Dear Reader,
My talk Building an EU CRA Compliant Operator Terminal was accepted for the Embedded Software Engineering (ESE) Congress (1-5 December 2025 in Sindelfingen). As I must provide an abridged written version for the conference proceedings by 12 October 2025, I had the idea to do this in one newsletter.
I quickly realised that the scope for the original title would be far too big and that I should focus on the most important and most difficult part of EU CRA compliance: the risk assessment of the essential product requirements (Annex I, Part I). When I reached the 2000-word mark, it was clear that I had to split up the newsletter into three: Risk Assessment of Essential Product Requirements - Prerequisites, Process and Documentation.
Besides reading and writing about the EU CRA, I also managed to write two smaller technical posts.
- Running Wayland Clients as Non-Root Users. Far too many embedded Linux systems run Qt applications with root privileges so that a Wayland compositor like Weston can display them. This violates the cybersecurity principle of least privilege - and hence the EU Cyber Resilience Act (CRA). I'll show you how neither the Wayland compositor nor its clients (the Qt applications) must run as root - and how to make your system a little bit more secure.

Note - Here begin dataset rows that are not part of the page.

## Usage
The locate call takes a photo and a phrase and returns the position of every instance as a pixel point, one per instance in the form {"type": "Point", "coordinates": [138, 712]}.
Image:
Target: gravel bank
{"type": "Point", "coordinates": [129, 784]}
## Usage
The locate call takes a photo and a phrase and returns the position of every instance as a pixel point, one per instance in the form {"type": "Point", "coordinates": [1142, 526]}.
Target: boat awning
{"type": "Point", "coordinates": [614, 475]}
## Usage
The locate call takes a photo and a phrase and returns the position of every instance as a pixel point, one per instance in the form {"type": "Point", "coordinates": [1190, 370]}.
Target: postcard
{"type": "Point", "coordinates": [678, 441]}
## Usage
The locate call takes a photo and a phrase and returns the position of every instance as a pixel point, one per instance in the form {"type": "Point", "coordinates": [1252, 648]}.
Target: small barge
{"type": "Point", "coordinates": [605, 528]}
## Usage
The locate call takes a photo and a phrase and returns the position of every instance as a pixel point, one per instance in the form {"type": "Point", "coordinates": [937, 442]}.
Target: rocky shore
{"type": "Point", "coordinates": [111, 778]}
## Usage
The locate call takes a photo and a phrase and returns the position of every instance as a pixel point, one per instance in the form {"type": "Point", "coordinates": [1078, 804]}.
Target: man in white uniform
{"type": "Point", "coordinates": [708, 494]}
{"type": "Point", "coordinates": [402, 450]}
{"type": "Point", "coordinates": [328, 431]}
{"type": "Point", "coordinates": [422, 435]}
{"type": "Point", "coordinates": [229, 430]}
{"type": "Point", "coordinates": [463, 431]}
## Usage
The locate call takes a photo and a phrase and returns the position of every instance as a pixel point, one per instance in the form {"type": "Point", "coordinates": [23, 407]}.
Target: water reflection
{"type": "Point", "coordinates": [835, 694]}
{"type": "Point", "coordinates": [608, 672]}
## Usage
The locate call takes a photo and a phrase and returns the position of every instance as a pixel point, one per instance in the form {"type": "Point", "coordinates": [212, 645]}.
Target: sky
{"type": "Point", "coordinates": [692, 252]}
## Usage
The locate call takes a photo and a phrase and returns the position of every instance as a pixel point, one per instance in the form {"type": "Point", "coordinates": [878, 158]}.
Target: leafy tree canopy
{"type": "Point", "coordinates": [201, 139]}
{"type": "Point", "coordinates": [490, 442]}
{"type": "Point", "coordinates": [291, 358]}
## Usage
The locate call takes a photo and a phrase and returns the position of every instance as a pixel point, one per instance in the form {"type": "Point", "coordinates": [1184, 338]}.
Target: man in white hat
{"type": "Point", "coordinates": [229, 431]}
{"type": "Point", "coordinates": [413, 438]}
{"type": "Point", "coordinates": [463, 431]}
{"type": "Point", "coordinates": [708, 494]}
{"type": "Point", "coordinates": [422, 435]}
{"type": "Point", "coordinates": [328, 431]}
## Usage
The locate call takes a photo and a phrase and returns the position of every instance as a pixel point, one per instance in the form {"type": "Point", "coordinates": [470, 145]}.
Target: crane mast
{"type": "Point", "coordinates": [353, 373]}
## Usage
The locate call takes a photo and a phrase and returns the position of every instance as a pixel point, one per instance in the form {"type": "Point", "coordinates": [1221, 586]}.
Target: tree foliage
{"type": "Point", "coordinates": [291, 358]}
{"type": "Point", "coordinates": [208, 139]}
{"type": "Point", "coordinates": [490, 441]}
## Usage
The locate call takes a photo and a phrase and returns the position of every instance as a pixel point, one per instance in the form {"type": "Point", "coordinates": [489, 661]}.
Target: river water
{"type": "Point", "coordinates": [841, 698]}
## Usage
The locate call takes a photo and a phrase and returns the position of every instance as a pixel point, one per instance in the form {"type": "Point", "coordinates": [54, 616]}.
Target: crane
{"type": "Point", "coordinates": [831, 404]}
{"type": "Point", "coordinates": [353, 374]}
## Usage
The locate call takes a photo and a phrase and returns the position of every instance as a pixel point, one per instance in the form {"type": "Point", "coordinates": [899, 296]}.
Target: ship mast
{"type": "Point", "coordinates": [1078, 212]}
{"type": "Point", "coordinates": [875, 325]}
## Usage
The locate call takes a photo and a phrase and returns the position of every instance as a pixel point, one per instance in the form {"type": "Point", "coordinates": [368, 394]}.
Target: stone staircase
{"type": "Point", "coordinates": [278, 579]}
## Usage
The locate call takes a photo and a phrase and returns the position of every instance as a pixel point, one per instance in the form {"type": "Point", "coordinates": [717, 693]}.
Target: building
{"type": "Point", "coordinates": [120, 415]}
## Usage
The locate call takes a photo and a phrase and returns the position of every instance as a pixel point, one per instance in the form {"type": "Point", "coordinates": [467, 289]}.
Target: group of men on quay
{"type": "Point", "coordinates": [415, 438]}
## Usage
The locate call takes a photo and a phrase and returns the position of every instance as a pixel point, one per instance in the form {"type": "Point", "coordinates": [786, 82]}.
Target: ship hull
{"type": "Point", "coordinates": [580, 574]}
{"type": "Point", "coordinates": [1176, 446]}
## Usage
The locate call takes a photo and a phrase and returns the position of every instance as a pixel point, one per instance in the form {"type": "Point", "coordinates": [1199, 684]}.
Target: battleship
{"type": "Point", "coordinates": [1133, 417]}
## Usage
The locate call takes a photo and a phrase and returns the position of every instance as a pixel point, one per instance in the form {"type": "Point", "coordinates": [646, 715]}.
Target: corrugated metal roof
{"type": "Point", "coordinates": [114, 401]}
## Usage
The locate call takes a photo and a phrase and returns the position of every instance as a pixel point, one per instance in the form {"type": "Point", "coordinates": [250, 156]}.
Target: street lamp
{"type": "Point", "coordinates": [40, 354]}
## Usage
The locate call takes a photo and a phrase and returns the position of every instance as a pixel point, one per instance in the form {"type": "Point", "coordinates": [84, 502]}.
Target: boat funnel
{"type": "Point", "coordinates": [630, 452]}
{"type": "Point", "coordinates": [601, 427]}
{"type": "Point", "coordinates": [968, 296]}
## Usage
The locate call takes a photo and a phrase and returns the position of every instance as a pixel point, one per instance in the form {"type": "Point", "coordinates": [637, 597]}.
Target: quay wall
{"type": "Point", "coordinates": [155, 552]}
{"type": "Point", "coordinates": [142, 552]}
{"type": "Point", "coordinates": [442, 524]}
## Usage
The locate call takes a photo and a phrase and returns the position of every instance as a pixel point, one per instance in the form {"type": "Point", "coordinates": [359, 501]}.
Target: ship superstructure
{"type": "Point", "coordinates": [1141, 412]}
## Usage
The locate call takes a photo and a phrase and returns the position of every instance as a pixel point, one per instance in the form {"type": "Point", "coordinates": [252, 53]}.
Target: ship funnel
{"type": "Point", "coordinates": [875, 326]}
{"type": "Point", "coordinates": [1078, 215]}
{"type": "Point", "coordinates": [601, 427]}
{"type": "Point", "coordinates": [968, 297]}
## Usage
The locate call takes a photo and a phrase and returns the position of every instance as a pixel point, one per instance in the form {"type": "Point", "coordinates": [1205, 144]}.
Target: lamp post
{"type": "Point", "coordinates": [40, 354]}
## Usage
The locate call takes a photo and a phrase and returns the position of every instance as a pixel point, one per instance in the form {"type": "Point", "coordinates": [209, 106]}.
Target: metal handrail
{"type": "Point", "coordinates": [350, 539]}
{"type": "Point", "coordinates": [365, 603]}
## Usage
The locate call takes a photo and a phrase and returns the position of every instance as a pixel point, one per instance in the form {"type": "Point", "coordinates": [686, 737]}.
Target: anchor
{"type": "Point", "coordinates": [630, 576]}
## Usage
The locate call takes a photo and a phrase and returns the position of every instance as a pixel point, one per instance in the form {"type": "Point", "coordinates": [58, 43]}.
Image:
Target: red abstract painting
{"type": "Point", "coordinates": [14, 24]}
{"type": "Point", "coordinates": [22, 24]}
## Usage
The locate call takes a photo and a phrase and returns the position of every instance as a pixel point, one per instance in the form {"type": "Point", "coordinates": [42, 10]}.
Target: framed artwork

- DISTRO_FEATURES:append After DISTRO_FEATURES:remove Has No Effect. The Yocto build always executes all
remove’s after allappend’s for a variable. Hence, you can never re-append an item if you removed it in any metadata file. It’s gone forever. Fortunately, there is a trick how to get a removed item back into the variable. As so often in programming, it just takes another indirection.
Enjoy reading,
Burkhard 💜
Risk Assessment of Essential Product Requirements: Prerequisites
Legal Context
For the purpose of complying with [essential cybersecurity requirements set out in Part I of Annex I], manufacturers shall undertake an assessment of the cybersecurity risks associated with a product with digital elements and take the outcome of that assessment into account during the planning, design, development, production, delivery and maintenance phases of the product with digital elements with a view to minimising cybersecurity risks, preventing incidents and minimising their impact, including in relation to the health and safety of users.
EU CRA, Article 13(2) (emphasis mine)
Article 13(2) mandates a risk assessment for the essential requirements related to product properties of Annex I, Part I. Manufacturers must keep the risk assessment up-to-date during the whole lifetime of the product. They must implement concrete security measures to minimise cybersecurity risks and their damage. Therefore, producing lots of documents and presenting them as the risk assessment won't be enough.